Cuando la directora se fue, el silencio reino en el despacho. Lily miro a su alrededor. Había un gran escritorio de roble, y una silla tapizada con terciopelo verde detrás. Sobre una de las paredes el marco de un cuadro vacio, seguramente su ocupante estaba de paseo por otros cuadros del colegio. Otra de las paredes, estaba llena, de piso a techo, por estantes con distintos ingredientes para pociones.
-Veo que le interesan el contenido de los frascos-dijo la profesora Point mirando a Lily-. Es una suerte porque ese será su castigo. Deberán limpiar los estantes y el polvo de los frascos, también reescribir las etiquetas con los nombres de los ingredientes porque la tinta se está borrando, y por último, ordenar los ingredientes en orden alfabético.
Las niñas comenzaron la labor asignada. La profesora Point, con un golpe de su varita, sintonizo una estación muggle en su radio.
-Nunca me imagine que le gustara la música muggle, profesora-dijo Elizabeth.
-La música es lo más cercano a la magia que puede tener un muggle. No fraternizo mucho con ellos, incluso podría decirse que no fraternizo nada con ellos, pero su música es algo que me gusta mucho.
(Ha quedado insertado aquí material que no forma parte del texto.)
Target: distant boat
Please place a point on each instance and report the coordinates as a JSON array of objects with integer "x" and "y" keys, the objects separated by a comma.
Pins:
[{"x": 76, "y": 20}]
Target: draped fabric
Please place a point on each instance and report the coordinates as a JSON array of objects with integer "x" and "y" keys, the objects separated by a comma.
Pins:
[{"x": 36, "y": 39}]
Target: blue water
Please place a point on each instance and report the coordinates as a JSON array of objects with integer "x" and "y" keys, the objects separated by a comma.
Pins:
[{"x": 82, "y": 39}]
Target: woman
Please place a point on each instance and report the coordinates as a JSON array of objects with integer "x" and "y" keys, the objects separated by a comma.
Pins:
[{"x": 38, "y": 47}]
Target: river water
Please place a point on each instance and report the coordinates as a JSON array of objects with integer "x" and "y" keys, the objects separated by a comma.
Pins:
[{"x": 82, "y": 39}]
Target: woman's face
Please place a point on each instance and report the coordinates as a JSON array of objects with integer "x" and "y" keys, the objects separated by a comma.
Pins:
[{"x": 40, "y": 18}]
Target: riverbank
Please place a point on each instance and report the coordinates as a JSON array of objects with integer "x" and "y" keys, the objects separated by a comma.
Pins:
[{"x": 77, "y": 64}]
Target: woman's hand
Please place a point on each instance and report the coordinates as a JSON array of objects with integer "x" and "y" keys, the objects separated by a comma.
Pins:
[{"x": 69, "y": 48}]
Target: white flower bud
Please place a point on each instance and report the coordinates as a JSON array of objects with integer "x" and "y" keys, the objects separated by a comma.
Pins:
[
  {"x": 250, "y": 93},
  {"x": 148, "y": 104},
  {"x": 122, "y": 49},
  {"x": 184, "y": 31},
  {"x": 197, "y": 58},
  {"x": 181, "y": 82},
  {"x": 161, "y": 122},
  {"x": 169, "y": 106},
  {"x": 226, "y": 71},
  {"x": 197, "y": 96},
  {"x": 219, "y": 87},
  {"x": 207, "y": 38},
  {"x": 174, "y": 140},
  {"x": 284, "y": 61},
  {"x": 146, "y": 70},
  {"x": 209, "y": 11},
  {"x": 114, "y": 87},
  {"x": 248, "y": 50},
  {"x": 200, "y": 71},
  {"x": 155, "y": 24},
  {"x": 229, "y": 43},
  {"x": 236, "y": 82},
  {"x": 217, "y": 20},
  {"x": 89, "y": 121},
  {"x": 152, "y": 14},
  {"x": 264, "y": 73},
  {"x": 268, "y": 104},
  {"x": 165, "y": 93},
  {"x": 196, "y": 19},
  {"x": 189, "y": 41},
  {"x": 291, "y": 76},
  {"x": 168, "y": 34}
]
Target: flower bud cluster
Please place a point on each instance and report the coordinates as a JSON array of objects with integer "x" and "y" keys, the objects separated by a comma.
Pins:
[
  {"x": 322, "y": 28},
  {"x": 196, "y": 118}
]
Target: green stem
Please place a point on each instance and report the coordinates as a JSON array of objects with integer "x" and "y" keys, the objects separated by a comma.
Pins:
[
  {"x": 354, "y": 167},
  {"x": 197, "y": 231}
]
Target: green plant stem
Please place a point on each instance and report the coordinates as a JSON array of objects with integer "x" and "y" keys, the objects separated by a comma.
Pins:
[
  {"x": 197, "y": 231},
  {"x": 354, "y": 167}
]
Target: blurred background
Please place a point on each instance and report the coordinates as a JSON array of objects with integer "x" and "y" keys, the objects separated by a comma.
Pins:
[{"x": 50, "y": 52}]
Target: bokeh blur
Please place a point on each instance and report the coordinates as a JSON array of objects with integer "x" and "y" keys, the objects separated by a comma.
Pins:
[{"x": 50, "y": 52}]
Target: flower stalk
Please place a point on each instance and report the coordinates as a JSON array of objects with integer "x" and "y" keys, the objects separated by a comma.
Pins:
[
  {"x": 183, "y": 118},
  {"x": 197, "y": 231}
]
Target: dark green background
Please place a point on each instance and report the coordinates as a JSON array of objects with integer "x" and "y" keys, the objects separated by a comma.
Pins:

La canción que sonaba era un tango. La melodía era muy agradable, aunque Lily pensaba que la letra era demasiado deprimente. Estaba cantada en español, conocía el idioma porque había viajado a España y a México con sus padres, pero el acento no lo reconocía. Supuso que el cantante era de algún país de Sudamérica.
Lily agradeció que la música la pudiera distraer de tan mala compañía.